I am rarely impressed by the content of cinematic science fiction on the idea level. I watch series like Star Gate, Babylon 5 or others, or most science fiction movies, for the adventure and action, but it’s not often that I feel like it does something what prose fiction hasn’t already done twenty or thirty or more years ago.
Starting TR2070 I thought this would hold true likewise, and it did to an extend. First I wasn’t very impressed, the show looked like a cheap imitation of Blade Runner and Total Recall with some cyberpunk elements thrown into the mix. But soon I became enthralled. There’s a level of detail and consistency to this show that makes it stand out compared to other SF shows. Also the personal story arcs were much more mature than what you come to expect from television SF. For example the relationship between Hume and his father could have been in any drama show, SF or not.

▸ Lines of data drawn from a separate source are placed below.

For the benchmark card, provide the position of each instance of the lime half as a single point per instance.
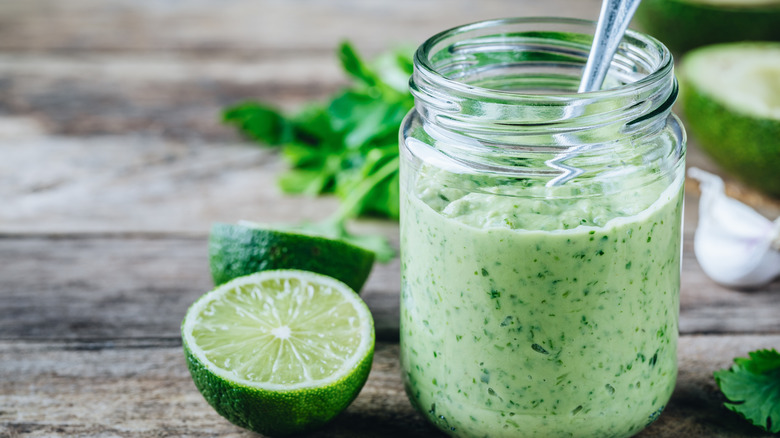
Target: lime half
(280, 351)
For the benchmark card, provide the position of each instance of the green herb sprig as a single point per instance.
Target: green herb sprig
(752, 387)
(347, 146)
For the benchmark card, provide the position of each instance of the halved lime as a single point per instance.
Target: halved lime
(237, 249)
(730, 96)
(281, 351)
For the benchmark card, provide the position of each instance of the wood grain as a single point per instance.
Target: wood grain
(141, 388)
(114, 164)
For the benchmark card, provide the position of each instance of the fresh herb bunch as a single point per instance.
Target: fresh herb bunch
(752, 386)
(347, 146)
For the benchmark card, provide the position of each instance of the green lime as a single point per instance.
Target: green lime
(730, 96)
(686, 24)
(279, 352)
(236, 250)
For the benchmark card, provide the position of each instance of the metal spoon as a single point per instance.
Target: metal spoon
(613, 22)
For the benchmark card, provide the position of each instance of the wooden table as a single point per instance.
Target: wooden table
(113, 165)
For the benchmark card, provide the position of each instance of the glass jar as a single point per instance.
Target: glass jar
(540, 233)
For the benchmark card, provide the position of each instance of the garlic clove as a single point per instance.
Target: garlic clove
(735, 246)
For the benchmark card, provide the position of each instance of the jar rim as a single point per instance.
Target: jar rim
(663, 68)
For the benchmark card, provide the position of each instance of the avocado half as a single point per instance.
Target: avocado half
(730, 99)
(683, 25)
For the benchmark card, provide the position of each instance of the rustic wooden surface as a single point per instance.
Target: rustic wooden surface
(113, 165)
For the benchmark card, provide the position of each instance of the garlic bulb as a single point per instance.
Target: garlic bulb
(735, 246)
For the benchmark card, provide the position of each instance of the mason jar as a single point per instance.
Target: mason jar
(540, 233)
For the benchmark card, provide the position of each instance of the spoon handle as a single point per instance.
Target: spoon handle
(613, 21)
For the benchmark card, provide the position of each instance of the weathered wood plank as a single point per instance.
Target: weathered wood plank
(141, 388)
(254, 27)
(125, 287)
(97, 287)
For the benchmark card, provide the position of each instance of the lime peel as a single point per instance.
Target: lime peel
(260, 404)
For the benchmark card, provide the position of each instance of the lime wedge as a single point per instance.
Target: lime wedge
(279, 352)
(730, 96)
(236, 250)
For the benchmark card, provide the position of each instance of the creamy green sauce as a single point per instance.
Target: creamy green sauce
(539, 318)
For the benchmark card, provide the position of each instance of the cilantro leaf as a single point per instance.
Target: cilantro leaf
(347, 145)
(752, 387)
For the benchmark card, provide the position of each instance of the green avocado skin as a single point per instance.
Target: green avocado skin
(683, 25)
(237, 250)
(746, 147)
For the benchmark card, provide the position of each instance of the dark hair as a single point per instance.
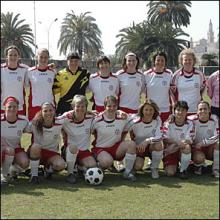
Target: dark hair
(102, 59)
(181, 104)
(159, 53)
(12, 47)
(152, 104)
(73, 55)
(38, 120)
(124, 66)
(110, 98)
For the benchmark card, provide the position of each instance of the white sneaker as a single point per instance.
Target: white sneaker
(215, 173)
(154, 173)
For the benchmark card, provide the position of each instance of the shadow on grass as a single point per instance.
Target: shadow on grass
(111, 180)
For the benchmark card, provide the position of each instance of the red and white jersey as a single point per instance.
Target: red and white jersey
(78, 133)
(41, 82)
(51, 136)
(102, 87)
(130, 88)
(158, 87)
(11, 133)
(13, 83)
(107, 133)
(140, 130)
(187, 87)
(178, 133)
(207, 132)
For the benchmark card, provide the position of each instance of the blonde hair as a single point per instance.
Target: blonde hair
(79, 99)
(188, 52)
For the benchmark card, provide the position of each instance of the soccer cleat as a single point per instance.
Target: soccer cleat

Compared to written SF it’s still far behind the curve, but toward the end there was some impressive SFnal content. The development of friendly AI, the realization from an amoral AI that for humans and consciousness machines to live together it has to develop constructs that have or can have a similar moral code as humans. And also the ironic fact that humans develop consciousness machines that lack this moral code.
They also played out the whole P.K. Dickensian paranoia angle, human brain implants, human androids slowly taking over and all that. Overall an excellent show that got shot down far too soon.